The pain can be felt in the fingers, toes, soles of the feet, heels, buttocks, back, or neck. Symptoms can occur on one or both sides of the body, and can affect several joints at once. Symptoms can come and go, that is, get better for a moment and then get worse.
When to go to the doctor
In order to prevent psoriatic arthritis, psoriasis sufferers are advised to routinely seek treatment and check their condition with a doctor, at least once a year.
Psoriasis arthritis can cause severe joint damage if not treated immediately. Therefore, immediately consult a doctor if you suffer from psoriasis and experience symptoms of arthritis.
Causes and Risk Factors of Psoriasis Arthritis
Psoriasis arthritis occurs when the body's immune system attacks healthy body cells instead (an autoimmune disease), causing inflammation in the joints and overproduction of skin cells.

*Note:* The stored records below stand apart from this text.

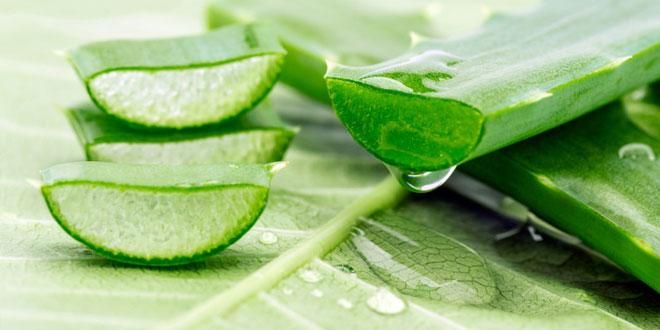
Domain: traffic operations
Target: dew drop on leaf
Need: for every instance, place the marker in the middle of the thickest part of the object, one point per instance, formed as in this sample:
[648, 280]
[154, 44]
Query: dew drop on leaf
[310, 275]
[345, 303]
[385, 302]
[268, 238]
[421, 182]
[636, 151]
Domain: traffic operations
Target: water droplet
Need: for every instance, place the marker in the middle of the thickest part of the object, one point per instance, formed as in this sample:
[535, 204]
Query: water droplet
[635, 150]
[385, 302]
[268, 238]
[346, 268]
[357, 232]
[310, 275]
[422, 182]
[345, 303]
[535, 236]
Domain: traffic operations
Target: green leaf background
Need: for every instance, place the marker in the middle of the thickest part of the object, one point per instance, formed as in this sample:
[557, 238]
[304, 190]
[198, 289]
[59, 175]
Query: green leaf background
[437, 252]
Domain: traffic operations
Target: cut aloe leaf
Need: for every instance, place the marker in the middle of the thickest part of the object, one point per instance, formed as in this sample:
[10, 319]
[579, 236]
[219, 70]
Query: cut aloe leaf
[596, 178]
[448, 101]
[156, 214]
[181, 82]
[258, 136]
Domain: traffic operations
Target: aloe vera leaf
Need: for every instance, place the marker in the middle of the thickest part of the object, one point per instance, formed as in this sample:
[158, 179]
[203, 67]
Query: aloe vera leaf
[181, 82]
[594, 179]
[448, 101]
[156, 214]
[348, 31]
[258, 136]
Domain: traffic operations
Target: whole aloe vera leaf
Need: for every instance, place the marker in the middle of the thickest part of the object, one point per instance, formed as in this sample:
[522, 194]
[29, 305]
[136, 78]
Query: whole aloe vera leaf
[596, 178]
[351, 32]
[258, 136]
[448, 101]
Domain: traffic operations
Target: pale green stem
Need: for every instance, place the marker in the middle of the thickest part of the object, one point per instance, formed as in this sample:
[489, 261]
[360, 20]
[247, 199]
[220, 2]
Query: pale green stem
[325, 239]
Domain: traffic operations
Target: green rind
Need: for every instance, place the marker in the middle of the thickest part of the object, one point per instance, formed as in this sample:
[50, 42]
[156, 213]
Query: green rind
[515, 105]
[136, 260]
[450, 131]
[93, 127]
[215, 48]
[573, 177]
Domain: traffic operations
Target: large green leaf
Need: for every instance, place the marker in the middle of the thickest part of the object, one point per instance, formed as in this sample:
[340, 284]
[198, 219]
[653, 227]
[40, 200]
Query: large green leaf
[595, 179]
[597, 182]
[438, 253]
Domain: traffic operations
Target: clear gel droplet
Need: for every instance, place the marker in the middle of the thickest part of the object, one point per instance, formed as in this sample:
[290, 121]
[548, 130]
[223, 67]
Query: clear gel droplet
[268, 238]
[385, 302]
[421, 182]
[310, 276]
[636, 150]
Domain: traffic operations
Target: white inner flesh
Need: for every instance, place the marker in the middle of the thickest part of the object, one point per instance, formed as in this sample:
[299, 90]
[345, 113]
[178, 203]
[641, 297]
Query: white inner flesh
[247, 147]
[149, 224]
[184, 97]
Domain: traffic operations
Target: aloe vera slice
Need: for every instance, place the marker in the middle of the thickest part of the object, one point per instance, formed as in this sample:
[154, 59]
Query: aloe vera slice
[156, 214]
[448, 101]
[597, 178]
[258, 136]
[181, 82]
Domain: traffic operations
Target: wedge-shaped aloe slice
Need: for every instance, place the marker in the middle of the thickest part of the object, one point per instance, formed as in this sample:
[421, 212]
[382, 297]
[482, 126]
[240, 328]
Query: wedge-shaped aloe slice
[448, 101]
[181, 82]
[597, 178]
[156, 214]
[258, 136]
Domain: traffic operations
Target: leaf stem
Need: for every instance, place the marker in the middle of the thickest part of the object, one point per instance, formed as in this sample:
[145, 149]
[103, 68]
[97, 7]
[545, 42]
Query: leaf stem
[385, 195]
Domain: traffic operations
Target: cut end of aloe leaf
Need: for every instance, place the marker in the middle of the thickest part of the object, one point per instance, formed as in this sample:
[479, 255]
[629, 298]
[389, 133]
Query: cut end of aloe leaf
[156, 214]
[411, 132]
[181, 82]
[255, 137]
[186, 98]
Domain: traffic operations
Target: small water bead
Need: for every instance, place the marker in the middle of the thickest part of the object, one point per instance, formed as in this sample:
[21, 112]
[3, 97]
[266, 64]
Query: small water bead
[345, 303]
[421, 182]
[310, 275]
[268, 238]
[636, 150]
[317, 293]
[385, 302]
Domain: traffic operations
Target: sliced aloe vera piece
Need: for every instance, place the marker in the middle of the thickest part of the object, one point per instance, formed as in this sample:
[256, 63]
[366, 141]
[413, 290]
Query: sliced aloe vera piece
[181, 82]
[448, 101]
[597, 178]
[156, 214]
[258, 136]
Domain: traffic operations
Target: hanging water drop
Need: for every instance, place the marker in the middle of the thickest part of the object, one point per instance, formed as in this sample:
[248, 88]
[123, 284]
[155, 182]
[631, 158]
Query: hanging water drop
[345, 303]
[268, 238]
[421, 182]
[310, 275]
[317, 293]
[636, 150]
[385, 302]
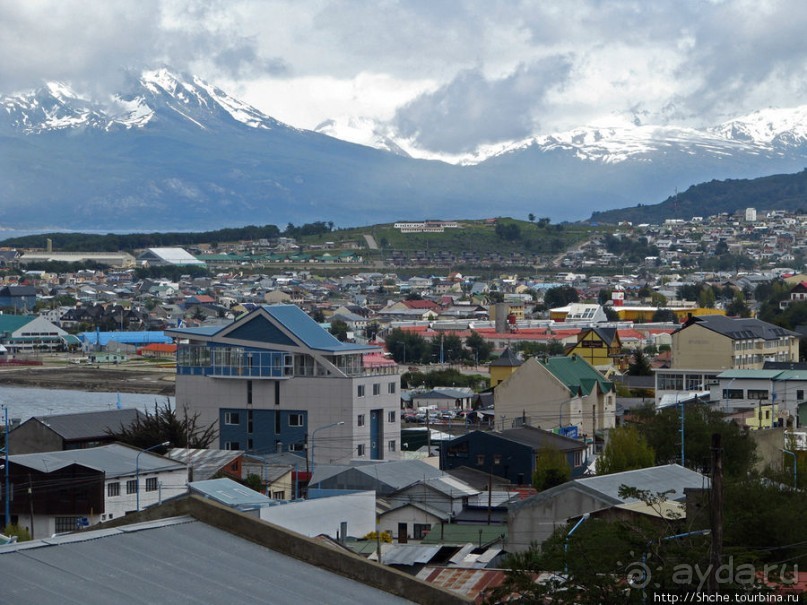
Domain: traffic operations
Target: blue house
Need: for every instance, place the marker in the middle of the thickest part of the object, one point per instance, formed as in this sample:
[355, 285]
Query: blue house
[511, 454]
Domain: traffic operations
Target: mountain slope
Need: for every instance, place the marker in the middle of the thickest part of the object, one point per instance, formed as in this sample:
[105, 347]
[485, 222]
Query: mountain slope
[174, 152]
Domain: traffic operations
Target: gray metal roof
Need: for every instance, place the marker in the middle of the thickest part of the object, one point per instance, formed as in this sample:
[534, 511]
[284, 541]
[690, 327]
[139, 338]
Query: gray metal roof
[115, 460]
[205, 463]
[655, 479]
[179, 562]
[409, 554]
[230, 493]
[87, 425]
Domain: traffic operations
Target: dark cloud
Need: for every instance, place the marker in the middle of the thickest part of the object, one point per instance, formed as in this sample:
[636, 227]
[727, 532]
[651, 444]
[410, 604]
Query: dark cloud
[473, 109]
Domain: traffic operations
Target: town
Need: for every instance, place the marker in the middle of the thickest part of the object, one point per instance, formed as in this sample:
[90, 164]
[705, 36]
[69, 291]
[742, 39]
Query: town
[376, 410]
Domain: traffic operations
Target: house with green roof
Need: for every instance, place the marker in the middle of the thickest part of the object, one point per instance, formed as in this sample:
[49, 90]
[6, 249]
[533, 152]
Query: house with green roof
[557, 393]
[25, 333]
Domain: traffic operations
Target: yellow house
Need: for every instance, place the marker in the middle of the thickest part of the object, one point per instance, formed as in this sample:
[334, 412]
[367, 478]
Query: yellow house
[600, 347]
[503, 367]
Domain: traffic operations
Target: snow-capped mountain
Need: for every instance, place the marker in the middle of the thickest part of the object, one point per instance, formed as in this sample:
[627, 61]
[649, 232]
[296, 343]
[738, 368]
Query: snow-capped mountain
[171, 151]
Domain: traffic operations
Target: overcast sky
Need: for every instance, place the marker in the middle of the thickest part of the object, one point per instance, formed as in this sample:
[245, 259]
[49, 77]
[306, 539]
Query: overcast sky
[450, 74]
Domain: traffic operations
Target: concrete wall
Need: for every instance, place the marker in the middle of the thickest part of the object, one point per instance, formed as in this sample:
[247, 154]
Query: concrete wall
[326, 400]
[697, 347]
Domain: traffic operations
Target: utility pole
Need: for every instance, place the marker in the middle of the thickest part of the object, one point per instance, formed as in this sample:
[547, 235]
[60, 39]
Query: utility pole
[716, 512]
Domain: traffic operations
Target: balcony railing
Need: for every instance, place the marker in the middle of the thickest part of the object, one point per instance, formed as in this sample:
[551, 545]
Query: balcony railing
[233, 362]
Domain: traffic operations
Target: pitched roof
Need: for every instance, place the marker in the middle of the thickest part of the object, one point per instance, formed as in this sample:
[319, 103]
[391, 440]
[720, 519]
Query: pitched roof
[577, 374]
[739, 328]
[508, 359]
[114, 460]
[87, 425]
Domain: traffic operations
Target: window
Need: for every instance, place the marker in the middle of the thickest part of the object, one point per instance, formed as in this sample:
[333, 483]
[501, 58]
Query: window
[420, 530]
[295, 420]
[63, 524]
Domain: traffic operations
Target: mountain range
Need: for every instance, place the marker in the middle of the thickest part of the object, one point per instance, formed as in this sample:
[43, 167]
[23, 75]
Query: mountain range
[173, 152]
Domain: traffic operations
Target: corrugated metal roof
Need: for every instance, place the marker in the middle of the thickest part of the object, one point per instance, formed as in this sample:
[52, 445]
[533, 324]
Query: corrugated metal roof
[115, 460]
[656, 479]
[205, 463]
[409, 554]
[230, 493]
[87, 425]
[186, 562]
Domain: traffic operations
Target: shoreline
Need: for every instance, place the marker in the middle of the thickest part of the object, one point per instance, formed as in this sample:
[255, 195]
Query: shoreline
[93, 378]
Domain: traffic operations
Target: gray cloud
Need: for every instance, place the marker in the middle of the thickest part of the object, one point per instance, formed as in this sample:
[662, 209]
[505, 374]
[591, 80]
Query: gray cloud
[488, 71]
[473, 109]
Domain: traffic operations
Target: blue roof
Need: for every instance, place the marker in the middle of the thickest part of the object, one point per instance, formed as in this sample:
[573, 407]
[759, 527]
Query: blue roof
[291, 317]
[134, 338]
[294, 319]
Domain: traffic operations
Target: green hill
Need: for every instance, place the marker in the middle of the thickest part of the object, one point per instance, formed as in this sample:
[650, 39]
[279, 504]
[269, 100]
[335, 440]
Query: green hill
[778, 192]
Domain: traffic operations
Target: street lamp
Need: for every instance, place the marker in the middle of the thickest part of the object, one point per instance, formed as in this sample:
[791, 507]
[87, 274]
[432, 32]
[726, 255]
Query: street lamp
[137, 468]
[566, 543]
[795, 466]
[314, 434]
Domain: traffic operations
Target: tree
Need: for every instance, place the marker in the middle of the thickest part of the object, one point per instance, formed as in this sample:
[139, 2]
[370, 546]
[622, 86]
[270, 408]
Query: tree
[626, 450]
[164, 424]
[663, 433]
[339, 330]
[639, 366]
[551, 469]
[408, 347]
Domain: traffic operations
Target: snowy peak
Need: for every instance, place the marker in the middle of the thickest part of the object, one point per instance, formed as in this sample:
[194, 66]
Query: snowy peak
[150, 97]
[362, 131]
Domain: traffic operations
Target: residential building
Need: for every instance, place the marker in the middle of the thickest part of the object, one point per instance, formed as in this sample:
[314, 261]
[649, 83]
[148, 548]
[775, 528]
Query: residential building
[563, 392]
[196, 551]
[512, 453]
[720, 343]
[68, 431]
[26, 333]
[600, 347]
[534, 519]
[54, 492]
[274, 380]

It is not known what triggers this condition, but this condition is thought to be related to heredity and environmental factors. Some of the factors that can increase the risk of psoriatic arthritis are:
- Suffering from psoriasis
- Viral infection or bacterial infection
- Between 30-50 years old
- Have a family suffering from psoriatic arthritis
Diagnosis of Psoriasis Arthritis
There is no specific test that can confirm psoriatic arthritis. However, your doctor may run some of the following tests to rule out other conditions, such as gout or rheumatoid arthritis, including:
- Imaging with X-rays or MRI.
- Test for antibodies and uric acid levels by taking a blood sample.
- Joint fluid examination.
Another examination that can be done is taking a sample (biopsy) of the skin, to confirm the occurrence of psoriasis, if it has never been detected with psoriasis.
Psoriasis Arthritis Treatment
Psoriasis arthritis treatment aims to overcome the inflammation that triggers pain and swelling in the joints, and prevent paralysis. Treatment methods used include:
A number of drugs used to treat psoriatic arthritis are:
- Non-steroidal anti-inflammatory drugs (NSAIDs), such as ibuprofen and naproxen, to reduce pain and inflammation.
- Corticosteroids, such as methylprednisolone or dexamethasone, to reduce inflammation. Corticosteroids can be given by injection directly into the affected joint
- Immunosuppressive drugs, such as azathioprine and cyclosporine, to suppress the immune system's excessive response.
- TNF-blockersalpha, as infliximab, to reduce pain and swelling in the joints.
- Antirheumatic, such as methotrexate and sulfasalazine, to slow the progression of psoriatic arthritis and prevent permanent damage to
- Other drugs, such as ustekinumab and secukinumab, to relieve the symptoms of psoriatic arthritis.
In addition to drugs, doctors can also perform surgery, namely joint replacement surgery. In this surgery, the orthopedic doctor will replace the damaged joint with an artificial joint made of metal.
Please note, there is no specific treatment that can completely cure psoriatic arthritis. The above remedies only relieve symptoms and prevent the disease from getting worse.
Complications of Psoriasis Arthritis
People with psoriatic arthritis are more prone to the following diseases:
- Fatty liver disease.
- Eye diseases, such as conjunctivitis and uveitis.
- Heart disease.
- Inflammation of the intestines.
- Metabolic syndrome
- Cancer, such as leukemia and lymphoma.
Prevention of Psoriasis Arthritis
Psoriasis arthritis can be prevented or alleviated symptoms by doing the following:
- Treatment for psoriasis, if suffering from the disease.
- Light exercise, such as walking, cycling, and swimming.
- Compress the swollen joint with an ice pack.